By Holland Cotter
OCTOBER 8, 2015
Ancient Egypt is box office gold: Do a show, and people will come. Why? Mummies, Hollywood and Queen Nefertiti certainly contribute to its allure. Also, we tend to identify with Egyptians of thousands of years ago. In art, they look exotic, but not out of reach. They drank beer, collected cats, and wore flip-flops. They yearned to stay young and to live forever, with loved ones nearby and snack food piled high. Who can’t relate to that?
At the same time, they were foreign in ways we can barely imagine, ruled by kings they referred to as “junior gods,” and by gods who had power over all, but had to be flattered, pampered and fed. As for art, they had no word for it. What to us is gorgeous, to them was useful, a ticket to the other side, the life beyond.
Few institutions have done a better job at illuminating that art than the Metropolitan Museum. And it returns to the subject in “Ancient Egypt Transformed: The Middle Kingdom,” an exhibition notably low on King Tut bling and high on complex beauty. Opening on Monday, it’s a classic Met product. It assembles some 230 top-shelf objects from more than 30 international collections, with about a third from the Met itself, to tackle an impossibly broad and complicated piece of history.

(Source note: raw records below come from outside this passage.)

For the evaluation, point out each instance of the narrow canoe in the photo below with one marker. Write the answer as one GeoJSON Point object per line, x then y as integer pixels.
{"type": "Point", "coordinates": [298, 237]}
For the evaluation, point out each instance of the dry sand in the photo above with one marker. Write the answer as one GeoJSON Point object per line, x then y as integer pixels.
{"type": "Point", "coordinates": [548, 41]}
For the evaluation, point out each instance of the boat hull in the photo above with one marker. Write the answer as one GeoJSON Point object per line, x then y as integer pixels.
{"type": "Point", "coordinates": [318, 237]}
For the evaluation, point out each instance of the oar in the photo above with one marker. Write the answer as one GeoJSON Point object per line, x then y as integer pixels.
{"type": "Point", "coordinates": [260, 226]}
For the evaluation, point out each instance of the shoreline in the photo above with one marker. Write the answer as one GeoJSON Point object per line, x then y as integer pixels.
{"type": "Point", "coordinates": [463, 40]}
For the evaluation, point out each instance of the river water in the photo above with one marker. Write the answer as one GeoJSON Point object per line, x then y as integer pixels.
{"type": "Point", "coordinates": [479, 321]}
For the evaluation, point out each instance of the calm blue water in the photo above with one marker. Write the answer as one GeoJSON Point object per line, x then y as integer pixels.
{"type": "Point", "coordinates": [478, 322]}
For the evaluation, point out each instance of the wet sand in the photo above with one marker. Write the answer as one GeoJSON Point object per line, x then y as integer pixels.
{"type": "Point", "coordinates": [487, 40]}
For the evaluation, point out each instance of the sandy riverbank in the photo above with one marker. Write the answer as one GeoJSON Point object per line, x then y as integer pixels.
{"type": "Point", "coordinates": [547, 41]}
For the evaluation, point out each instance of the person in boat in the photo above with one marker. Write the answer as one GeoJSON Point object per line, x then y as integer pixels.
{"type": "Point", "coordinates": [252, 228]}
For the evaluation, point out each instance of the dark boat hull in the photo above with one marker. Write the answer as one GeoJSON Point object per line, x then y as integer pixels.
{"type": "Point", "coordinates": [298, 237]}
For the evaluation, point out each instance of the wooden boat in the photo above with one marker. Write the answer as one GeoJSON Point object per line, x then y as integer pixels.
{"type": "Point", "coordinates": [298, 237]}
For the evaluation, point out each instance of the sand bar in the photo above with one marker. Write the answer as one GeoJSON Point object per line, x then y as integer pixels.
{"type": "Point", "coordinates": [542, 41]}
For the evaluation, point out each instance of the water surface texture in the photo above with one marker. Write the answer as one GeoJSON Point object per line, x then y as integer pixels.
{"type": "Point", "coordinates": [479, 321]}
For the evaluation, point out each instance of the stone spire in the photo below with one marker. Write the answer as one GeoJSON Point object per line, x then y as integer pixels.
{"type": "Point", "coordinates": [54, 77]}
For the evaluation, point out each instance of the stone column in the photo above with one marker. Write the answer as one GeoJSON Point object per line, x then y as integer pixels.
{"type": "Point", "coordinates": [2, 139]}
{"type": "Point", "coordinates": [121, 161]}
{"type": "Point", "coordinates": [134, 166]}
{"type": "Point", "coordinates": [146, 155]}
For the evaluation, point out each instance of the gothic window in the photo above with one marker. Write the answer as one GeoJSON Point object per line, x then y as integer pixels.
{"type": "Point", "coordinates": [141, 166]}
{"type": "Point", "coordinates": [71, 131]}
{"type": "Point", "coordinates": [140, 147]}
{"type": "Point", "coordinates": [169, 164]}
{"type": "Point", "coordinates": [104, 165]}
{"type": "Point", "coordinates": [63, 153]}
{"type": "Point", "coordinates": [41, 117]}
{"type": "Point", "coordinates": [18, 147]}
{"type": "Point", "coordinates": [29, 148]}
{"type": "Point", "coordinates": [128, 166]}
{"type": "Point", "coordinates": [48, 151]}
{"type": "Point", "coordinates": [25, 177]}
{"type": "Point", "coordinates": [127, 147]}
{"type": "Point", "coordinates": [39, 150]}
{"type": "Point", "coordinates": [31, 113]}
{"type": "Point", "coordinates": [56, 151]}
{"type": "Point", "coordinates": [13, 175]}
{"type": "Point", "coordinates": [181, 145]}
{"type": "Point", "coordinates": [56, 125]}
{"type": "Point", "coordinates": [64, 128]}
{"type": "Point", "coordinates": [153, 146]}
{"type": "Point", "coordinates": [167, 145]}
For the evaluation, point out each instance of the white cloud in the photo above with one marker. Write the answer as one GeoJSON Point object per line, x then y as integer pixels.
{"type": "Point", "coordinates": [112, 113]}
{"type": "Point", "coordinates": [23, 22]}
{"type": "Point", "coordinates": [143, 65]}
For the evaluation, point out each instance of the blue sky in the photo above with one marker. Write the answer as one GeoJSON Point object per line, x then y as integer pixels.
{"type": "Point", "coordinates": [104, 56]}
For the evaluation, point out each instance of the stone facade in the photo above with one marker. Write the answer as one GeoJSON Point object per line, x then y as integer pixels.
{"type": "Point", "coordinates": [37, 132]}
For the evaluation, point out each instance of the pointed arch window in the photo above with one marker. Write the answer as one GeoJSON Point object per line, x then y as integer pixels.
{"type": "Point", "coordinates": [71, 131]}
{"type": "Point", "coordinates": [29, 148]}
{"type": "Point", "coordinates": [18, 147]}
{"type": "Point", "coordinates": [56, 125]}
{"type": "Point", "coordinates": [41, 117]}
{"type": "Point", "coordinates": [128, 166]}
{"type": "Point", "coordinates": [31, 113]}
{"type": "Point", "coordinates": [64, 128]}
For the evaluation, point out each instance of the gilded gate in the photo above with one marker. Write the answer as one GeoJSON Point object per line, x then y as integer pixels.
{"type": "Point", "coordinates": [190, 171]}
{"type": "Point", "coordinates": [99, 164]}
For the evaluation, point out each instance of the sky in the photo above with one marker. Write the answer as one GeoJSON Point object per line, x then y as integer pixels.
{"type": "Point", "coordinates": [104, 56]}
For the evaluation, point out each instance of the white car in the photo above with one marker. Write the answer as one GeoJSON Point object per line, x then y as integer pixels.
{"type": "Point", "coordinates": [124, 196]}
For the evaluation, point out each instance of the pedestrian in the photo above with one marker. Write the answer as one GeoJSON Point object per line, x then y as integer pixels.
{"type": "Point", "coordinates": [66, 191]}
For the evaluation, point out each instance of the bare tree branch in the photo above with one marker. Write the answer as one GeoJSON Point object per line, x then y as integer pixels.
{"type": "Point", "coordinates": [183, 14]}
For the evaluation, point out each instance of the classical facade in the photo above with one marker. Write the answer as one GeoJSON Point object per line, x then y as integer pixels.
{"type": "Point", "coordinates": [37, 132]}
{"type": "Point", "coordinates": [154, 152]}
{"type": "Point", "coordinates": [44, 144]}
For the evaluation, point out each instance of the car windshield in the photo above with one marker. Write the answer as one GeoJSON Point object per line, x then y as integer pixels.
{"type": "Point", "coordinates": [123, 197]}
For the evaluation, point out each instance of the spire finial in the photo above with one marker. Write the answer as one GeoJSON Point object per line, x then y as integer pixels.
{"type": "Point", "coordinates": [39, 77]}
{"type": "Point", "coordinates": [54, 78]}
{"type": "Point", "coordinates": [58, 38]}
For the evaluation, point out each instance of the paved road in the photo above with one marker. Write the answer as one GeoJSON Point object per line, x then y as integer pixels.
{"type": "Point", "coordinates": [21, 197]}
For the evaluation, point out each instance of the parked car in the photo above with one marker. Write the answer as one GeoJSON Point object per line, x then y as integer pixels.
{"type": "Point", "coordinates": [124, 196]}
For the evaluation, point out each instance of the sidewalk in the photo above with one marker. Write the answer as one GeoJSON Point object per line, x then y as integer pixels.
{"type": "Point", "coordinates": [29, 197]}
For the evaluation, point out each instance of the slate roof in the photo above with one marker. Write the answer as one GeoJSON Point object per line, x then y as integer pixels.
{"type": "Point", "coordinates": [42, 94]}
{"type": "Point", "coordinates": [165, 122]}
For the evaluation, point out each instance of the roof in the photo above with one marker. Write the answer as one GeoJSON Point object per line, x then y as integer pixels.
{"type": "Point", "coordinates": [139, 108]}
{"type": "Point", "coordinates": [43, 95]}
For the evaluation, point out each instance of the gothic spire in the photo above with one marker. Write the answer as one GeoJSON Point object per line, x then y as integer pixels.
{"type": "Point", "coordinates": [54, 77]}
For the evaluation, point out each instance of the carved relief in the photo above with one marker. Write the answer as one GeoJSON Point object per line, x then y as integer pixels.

Oddly, given its central place in Egypt’s past, the Middle Kingdom (circa 2030 to 1650 B.C.) has never had a comprehensive museum showcase till now. Maybe “middle” sounds unsexy, implies incomplete, in progress, unformed. But that wasn’t the case. The Middle Kingdom was a time of specific change and accomplishment. And in a sense what’s most distinctive about its art is precisely its in-between-ness, its demonstration, within a culture that wanted to believe otherwise, that all is flux; nothing is stable; the only reality is change.